Nursing Universities in Florida are Turning Away Aspiring Nurses

In addition to the problem of not having the sufficient number of nurses to meet the present and future demand, the traditional universities in Florida are also incapable of training as many nurses as would be necessary to fill the coming void in 2023.

This is a self-admitted fact by the Florida nursing schools as they simply don’t have enough seats or resources to train everyone who is interested in joining the profession, although they know that the state and private facilities will soon need more nurses than ever before. 

Increasing the seats to a number that could make a dent in the deficit is also impractical, because there can’t possibly be sufficient clinical partnerships to let all those students get their hands-on experience hours. These hours are necessary for nursing students to get licensed and receive the subsequent registered nurse status.

The Creative Solutions: Preparing for the Upcoming Deficit with the Help of Technology

As of now, online education for nurses has proven to be instrumental in both creating advanced nursing professionals, as well as for filling gaps in the administrative positions. Then, of course, there are the NPs, NNPs, and FNPs who are simultaneously filling the need for physicians and nursing professionals in remote, rural communities.

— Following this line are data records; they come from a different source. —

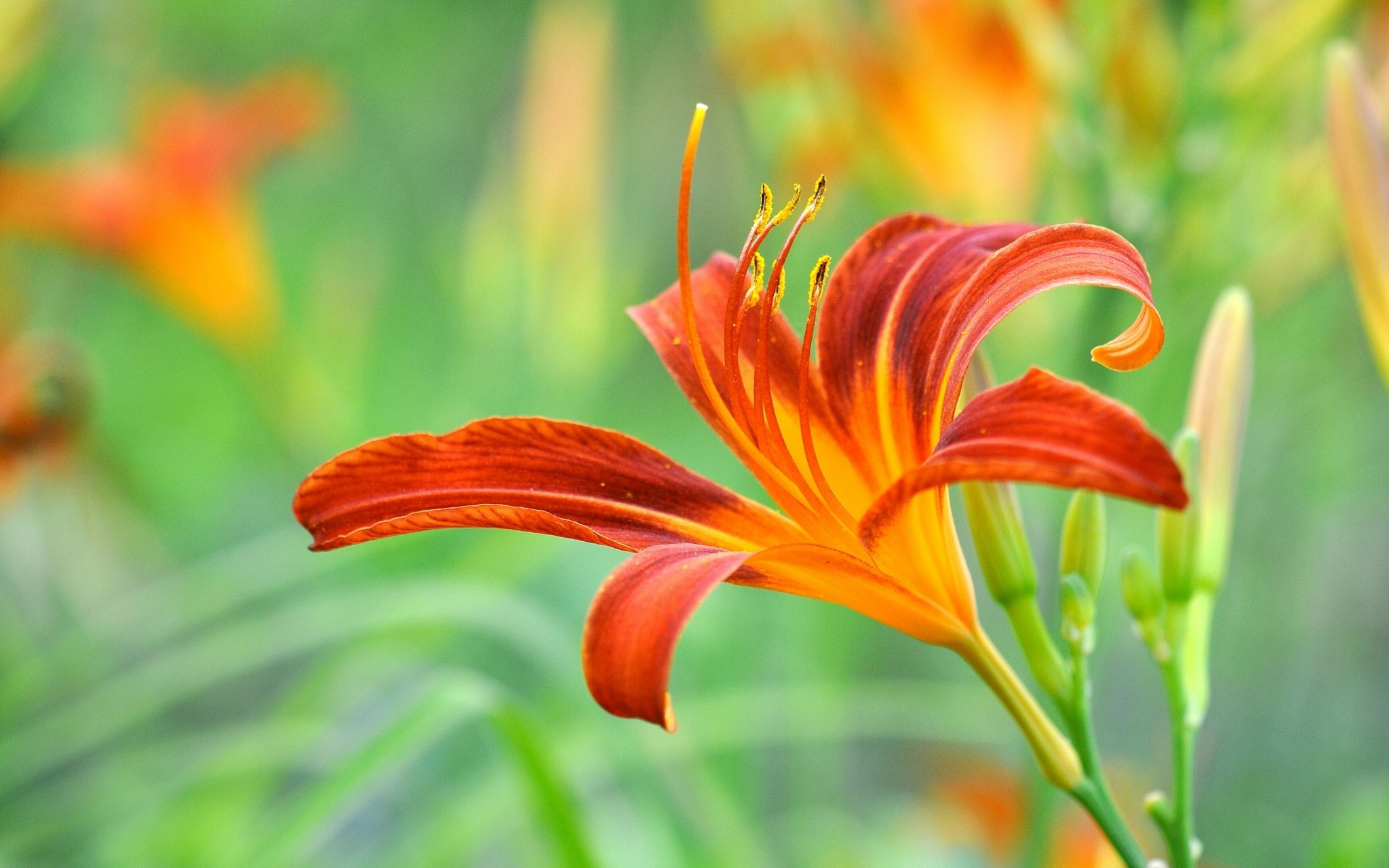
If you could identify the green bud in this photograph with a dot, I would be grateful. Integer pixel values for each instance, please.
(999, 539)
(1077, 613)
(1142, 591)
(1143, 597)
(1082, 539)
(1177, 530)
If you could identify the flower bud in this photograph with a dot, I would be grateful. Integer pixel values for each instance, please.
(1077, 613)
(1082, 539)
(1142, 591)
(1216, 410)
(1177, 530)
(1143, 597)
(1361, 165)
(999, 539)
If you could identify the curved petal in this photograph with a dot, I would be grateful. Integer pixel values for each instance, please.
(1040, 260)
(641, 610)
(821, 572)
(638, 617)
(528, 474)
(661, 320)
(1042, 428)
(884, 310)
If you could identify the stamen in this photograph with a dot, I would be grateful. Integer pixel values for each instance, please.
(778, 485)
(732, 311)
(819, 278)
(778, 267)
(764, 210)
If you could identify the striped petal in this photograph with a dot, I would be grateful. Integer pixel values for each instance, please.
(1045, 258)
(640, 613)
(663, 323)
(882, 314)
(637, 620)
(1040, 428)
(528, 474)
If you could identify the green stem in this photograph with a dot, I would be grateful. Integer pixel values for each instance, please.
(1035, 639)
(1093, 792)
(1179, 828)
(1052, 749)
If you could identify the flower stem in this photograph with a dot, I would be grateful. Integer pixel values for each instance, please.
(1052, 749)
(1179, 825)
(1093, 792)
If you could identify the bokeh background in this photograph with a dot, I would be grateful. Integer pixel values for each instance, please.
(478, 192)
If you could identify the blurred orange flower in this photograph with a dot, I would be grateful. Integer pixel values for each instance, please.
(959, 102)
(985, 806)
(950, 91)
(176, 208)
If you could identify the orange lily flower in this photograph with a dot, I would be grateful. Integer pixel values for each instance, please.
(856, 448)
(176, 209)
(959, 99)
(987, 804)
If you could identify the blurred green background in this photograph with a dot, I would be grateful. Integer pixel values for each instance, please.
(182, 684)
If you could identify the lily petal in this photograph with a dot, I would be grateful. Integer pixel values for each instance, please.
(1042, 428)
(641, 610)
(638, 617)
(884, 309)
(528, 474)
(663, 323)
(1045, 258)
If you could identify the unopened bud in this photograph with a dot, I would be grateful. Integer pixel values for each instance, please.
(1177, 530)
(1216, 410)
(1361, 167)
(999, 539)
(1077, 613)
(1142, 591)
(1082, 539)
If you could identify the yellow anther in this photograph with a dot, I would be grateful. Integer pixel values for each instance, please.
(764, 209)
(759, 273)
(789, 206)
(816, 199)
(781, 291)
(819, 275)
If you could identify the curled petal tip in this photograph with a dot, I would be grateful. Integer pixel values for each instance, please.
(1137, 346)
(667, 721)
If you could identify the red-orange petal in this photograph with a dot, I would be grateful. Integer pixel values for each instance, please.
(641, 610)
(1042, 428)
(1045, 258)
(882, 313)
(528, 474)
(637, 620)
(663, 323)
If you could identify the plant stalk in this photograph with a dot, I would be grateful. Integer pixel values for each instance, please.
(1093, 792)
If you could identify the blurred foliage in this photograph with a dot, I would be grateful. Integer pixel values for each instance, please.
(182, 685)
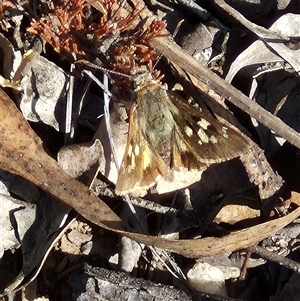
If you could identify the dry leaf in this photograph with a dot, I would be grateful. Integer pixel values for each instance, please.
(21, 152)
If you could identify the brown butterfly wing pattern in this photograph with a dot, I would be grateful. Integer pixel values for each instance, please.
(141, 165)
(166, 133)
(200, 138)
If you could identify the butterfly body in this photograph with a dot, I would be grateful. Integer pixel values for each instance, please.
(166, 134)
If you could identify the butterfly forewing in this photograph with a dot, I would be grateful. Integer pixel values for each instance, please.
(166, 133)
(141, 165)
(201, 137)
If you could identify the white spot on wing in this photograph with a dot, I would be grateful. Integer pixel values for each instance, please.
(203, 123)
(213, 139)
(188, 131)
(202, 135)
(224, 130)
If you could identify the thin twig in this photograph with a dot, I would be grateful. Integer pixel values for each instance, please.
(288, 263)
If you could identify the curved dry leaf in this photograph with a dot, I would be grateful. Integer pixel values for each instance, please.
(22, 153)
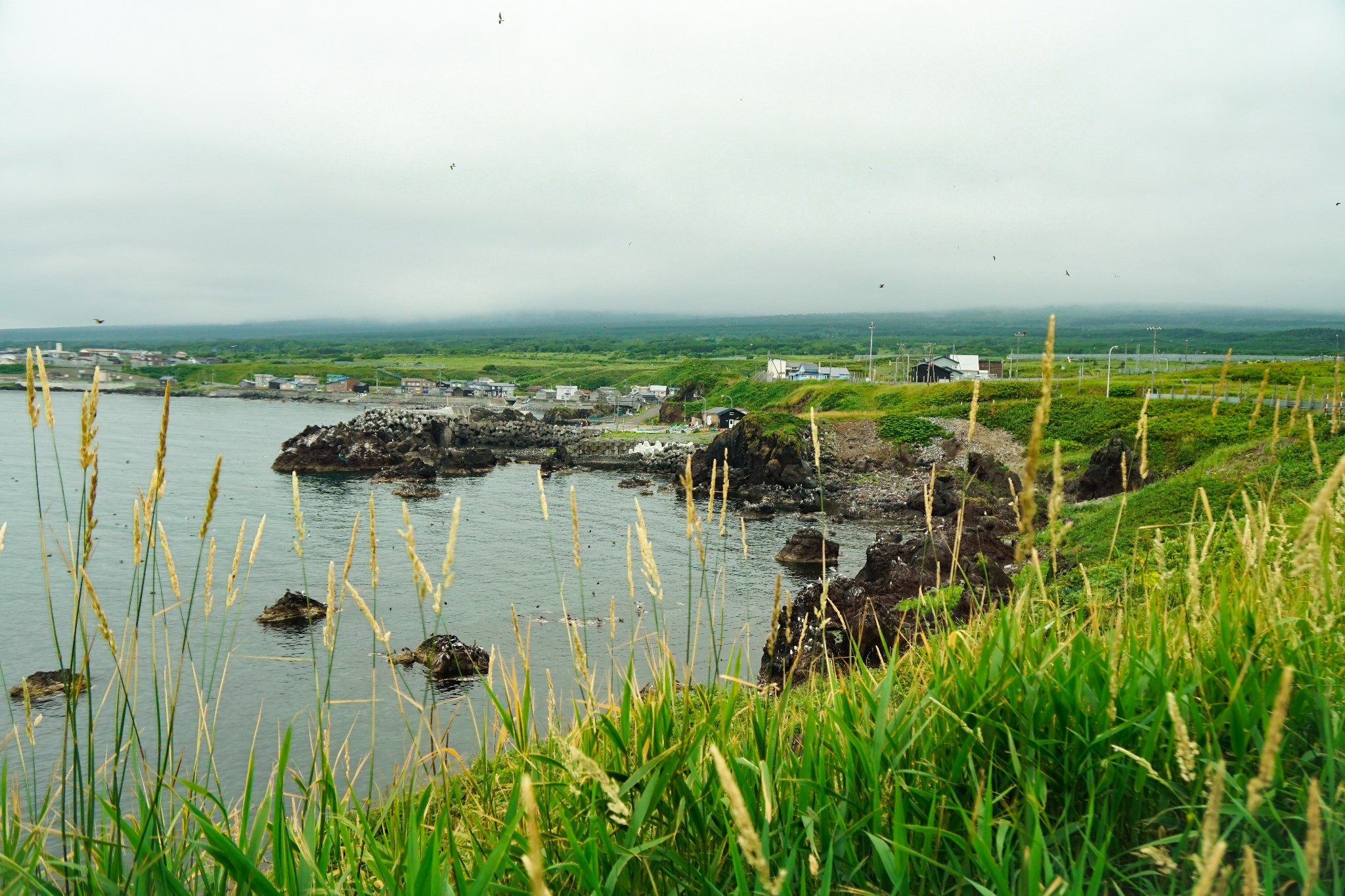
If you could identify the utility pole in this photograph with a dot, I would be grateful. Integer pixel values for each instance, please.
(871, 351)
(1153, 367)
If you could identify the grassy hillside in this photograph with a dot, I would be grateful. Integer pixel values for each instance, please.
(1170, 725)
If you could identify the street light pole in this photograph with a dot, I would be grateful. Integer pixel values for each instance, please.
(871, 351)
(1153, 367)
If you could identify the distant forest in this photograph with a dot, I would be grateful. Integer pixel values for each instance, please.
(988, 332)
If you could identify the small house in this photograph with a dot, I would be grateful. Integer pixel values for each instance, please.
(722, 418)
(417, 385)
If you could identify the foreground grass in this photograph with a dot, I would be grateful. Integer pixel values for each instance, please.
(1173, 726)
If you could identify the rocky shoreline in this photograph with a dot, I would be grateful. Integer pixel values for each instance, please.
(420, 445)
(771, 469)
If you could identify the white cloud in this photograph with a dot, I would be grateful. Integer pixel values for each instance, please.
(164, 161)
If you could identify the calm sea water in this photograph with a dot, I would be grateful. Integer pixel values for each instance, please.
(505, 558)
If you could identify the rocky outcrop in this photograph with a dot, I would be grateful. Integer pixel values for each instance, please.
(764, 465)
(1103, 475)
(395, 440)
(864, 618)
(445, 656)
(944, 500)
(993, 475)
(806, 547)
(558, 459)
(295, 606)
(416, 490)
(49, 684)
(410, 471)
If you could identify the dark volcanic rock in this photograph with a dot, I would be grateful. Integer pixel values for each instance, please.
(944, 501)
(1103, 473)
(49, 684)
(994, 475)
(470, 461)
(445, 657)
(558, 459)
(410, 471)
(295, 606)
(806, 547)
(389, 438)
(864, 620)
(759, 461)
(413, 490)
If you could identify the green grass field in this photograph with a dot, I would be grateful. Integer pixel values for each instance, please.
(1166, 719)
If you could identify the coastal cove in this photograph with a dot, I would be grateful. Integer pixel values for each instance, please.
(505, 558)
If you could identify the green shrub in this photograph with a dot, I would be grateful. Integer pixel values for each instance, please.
(908, 429)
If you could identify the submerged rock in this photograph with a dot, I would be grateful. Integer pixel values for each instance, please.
(557, 459)
(761, 459)
(445, 657)
(806, 547)
(387, 440)
(295, 606)
(47, 684)
(866, 618)
(410, 471)
(413, 490)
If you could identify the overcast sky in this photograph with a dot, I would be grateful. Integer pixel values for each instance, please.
(169, 161)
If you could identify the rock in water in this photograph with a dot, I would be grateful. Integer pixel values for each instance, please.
(805, 545)
(410, 471)
(295, 606)
(46, 684)
(761, 459)
(412, 490)
(866, 622)
(445, 657)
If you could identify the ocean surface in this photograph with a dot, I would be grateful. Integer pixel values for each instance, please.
(506, 558)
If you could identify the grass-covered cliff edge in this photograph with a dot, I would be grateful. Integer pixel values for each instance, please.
(1157, 716)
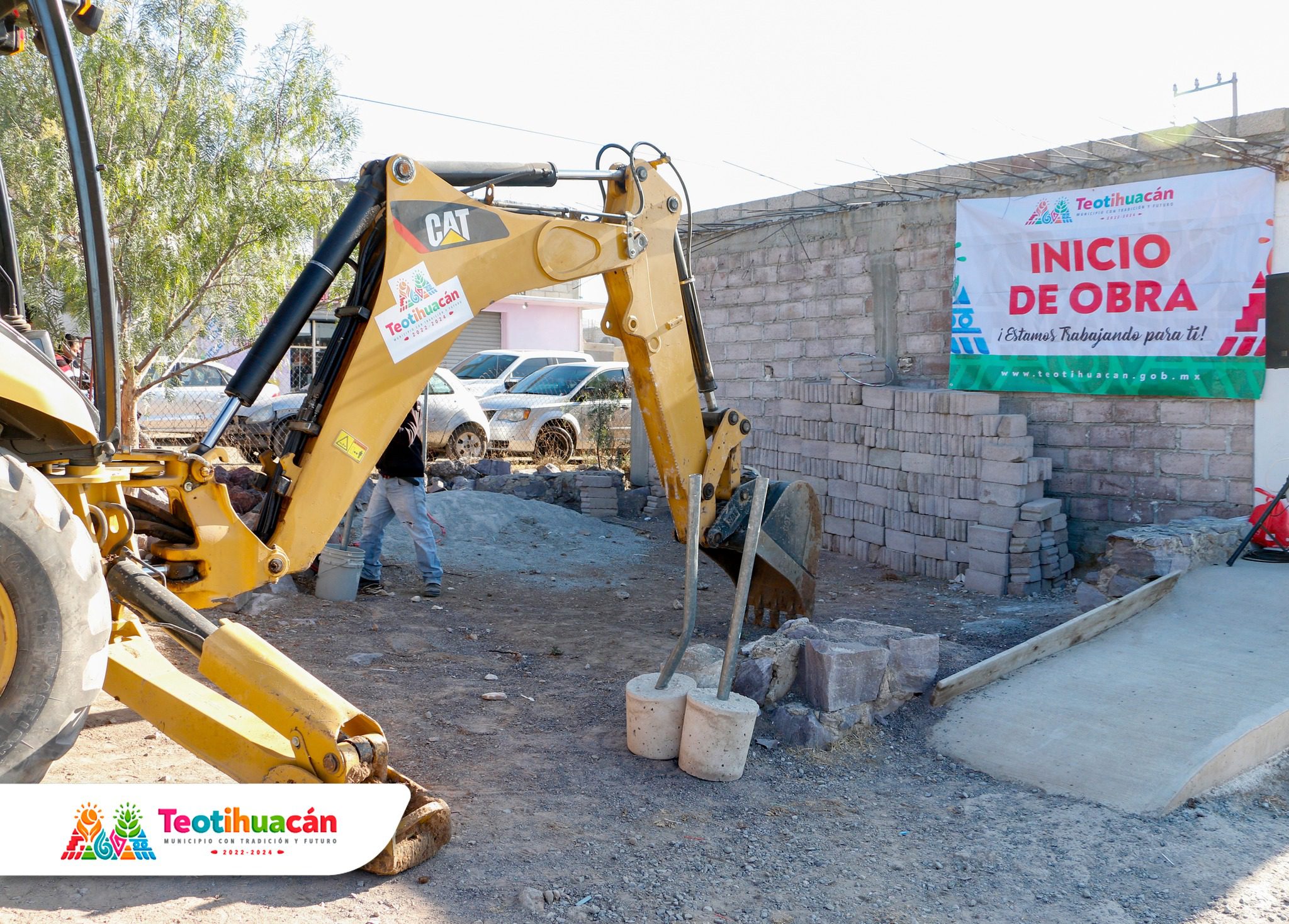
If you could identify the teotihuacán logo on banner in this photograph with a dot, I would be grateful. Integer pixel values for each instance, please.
(195, 829)
(125, 839)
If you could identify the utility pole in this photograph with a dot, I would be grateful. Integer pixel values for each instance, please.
(1236, 98)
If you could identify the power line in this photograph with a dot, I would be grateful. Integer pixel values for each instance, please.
(442, 115)
(464, 119)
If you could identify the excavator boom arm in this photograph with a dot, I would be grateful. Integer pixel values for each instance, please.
(441, 257)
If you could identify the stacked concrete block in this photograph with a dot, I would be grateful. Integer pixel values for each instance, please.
(597, 494)
(922, 481)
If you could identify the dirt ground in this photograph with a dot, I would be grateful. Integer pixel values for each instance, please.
(544, 794)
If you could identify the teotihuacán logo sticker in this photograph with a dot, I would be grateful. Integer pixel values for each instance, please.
(195, 829)
(430, 226)
(422, 312)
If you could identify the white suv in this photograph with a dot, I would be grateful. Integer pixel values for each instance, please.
(495, 370)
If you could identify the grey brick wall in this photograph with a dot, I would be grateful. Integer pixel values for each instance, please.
(785, 301)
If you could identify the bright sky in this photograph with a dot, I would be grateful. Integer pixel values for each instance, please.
(784, 89)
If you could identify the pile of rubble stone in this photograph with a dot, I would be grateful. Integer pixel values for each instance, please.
(816, 682)
(606, 487)
(1139, 555)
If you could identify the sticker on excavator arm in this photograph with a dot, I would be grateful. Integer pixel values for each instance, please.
(350, 446)
(422, 312)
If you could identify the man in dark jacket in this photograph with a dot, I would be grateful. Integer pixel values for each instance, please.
(400, 493)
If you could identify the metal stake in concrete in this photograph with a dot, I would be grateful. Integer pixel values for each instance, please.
(743, 587)
(691, 582)
(655, 707)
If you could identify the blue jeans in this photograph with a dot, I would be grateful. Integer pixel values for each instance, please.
(404, 499)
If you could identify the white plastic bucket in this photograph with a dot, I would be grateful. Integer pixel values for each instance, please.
(339, 568)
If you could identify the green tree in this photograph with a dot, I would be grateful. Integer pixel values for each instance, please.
(214, 179)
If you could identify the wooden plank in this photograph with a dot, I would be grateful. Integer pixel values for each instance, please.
(1059, 638)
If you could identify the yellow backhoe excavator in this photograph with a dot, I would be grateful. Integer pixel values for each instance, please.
(86, 565)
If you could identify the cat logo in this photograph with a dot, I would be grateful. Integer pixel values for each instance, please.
(430, 227)
(447, 227)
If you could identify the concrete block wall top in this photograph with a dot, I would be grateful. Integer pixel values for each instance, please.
(906, 475)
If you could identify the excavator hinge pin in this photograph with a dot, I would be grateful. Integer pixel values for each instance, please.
(403, 169)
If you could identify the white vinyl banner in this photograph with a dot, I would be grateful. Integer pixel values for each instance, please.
(200, 829)
(1151, 288)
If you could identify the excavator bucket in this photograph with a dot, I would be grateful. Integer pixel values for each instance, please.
(783, 579)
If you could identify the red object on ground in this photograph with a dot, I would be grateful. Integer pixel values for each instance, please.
(1275, 530)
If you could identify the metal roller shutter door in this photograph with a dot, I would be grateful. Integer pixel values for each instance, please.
(482, 333)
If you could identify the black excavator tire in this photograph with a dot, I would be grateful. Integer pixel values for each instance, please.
(52, 573)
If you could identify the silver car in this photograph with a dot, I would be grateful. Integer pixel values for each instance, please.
(495, 370)
(454, 422)
(187, 403)
(558, 410)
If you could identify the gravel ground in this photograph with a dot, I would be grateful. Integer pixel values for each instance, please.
(544, 794)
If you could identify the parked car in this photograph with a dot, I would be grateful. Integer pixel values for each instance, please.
(549, 414)
(186, 405)
(495, 370)
(454, 422)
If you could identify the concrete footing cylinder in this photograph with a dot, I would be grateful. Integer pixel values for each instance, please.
(655, 717)
(717, 735)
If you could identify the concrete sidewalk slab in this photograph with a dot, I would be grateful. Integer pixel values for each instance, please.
(1162, 708)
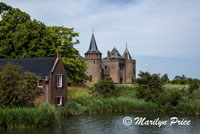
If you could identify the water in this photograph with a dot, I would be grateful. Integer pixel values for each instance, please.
(112, 124)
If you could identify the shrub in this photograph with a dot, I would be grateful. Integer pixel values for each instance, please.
(17, 88)
(105, 88)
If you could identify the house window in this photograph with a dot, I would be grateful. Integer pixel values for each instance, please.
(59, 80)
(59, 100)
(40, 83)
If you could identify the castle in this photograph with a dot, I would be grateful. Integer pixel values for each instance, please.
(121, 69)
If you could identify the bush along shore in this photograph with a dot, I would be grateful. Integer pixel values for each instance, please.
(42, 115)
(180, 99)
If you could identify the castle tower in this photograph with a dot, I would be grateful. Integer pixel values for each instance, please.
(93, 61)
(130, 68)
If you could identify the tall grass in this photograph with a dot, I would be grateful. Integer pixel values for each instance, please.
(41, 116)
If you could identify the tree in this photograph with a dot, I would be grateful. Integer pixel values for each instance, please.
(165, 78)
(105, 88)
(150, 86)
(17, 88)
(4, 7)
(21, 37)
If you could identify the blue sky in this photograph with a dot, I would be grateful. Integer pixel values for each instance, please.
(163, 36)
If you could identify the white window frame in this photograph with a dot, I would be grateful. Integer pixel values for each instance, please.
(59, 83)
(60, 103)
(40, 86)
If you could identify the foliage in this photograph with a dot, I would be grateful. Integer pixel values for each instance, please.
(17, 88)
(165, 78)
(28, 117)
(193, 86)
(105, 88)
(22, 37)
(150, 86)
(4, 7)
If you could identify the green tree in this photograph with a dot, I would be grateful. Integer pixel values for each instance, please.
(22, 37)
(150, 86)
(105, 88)
(4, 7)
(165, 78)
(17, 88)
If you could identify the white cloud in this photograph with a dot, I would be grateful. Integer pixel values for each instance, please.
(159, 28)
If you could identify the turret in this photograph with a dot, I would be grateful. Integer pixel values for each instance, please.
(93, 60)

However, in spite of all the good that online nursing courses have been able to do for meeting medical demands around the globe, they have but one limitation. These courses are meant only for registered nurses with at least a decent amount of experience hours already in their resume.

The Florida Atlantic University and the Florida International University is at the forefront of an even more advanced, technological step that could potentially solve the issue of not having sufficient resources for the student nurses to get their necessary clinic hours in.

Simulation Training: Can They Prepare Student Nurses for Real Life Scenarios?

The Simulation Teaching and Research (STAR) Centre at the Florida International University has developed a series of training programs for nursing students that allow them to experience and interact with multiple, real life, medical scenarios.

From managing childbirth and stabilizing someone suffering from a massive heart attack to caring for patients with severe trauma injuries, the life-like mannequins represent various critical scenarios that a nurse will have to face in a real, clinical setting.

In light of the fact that this would allow the Florida nursing schools to train more nurses in rapid succession and meet the demand presently hampering healthcare in the state, the Florida State Board of Nursing has accepted simulation training hours as valid experience hours for student nurses.

The students will, however, only be able to use their simulation experience hours for meeting half the necessary quota. They will have to meet the other half by dealing with actual patients in a real hospital setting.

Although Florida has so far been one of the first states to adopt simulation tech as a valid method for attaining clinical experience, it isn’t really a new practice in many other parts of the world such as Japan.

Hopefully, more states will be willing to take simulation training more seriously and implement it soon, because California, Texas, New Jersey, and South Carolina will have a very grim nursing shortage on their hands to deal with by the year 2030 if they do not.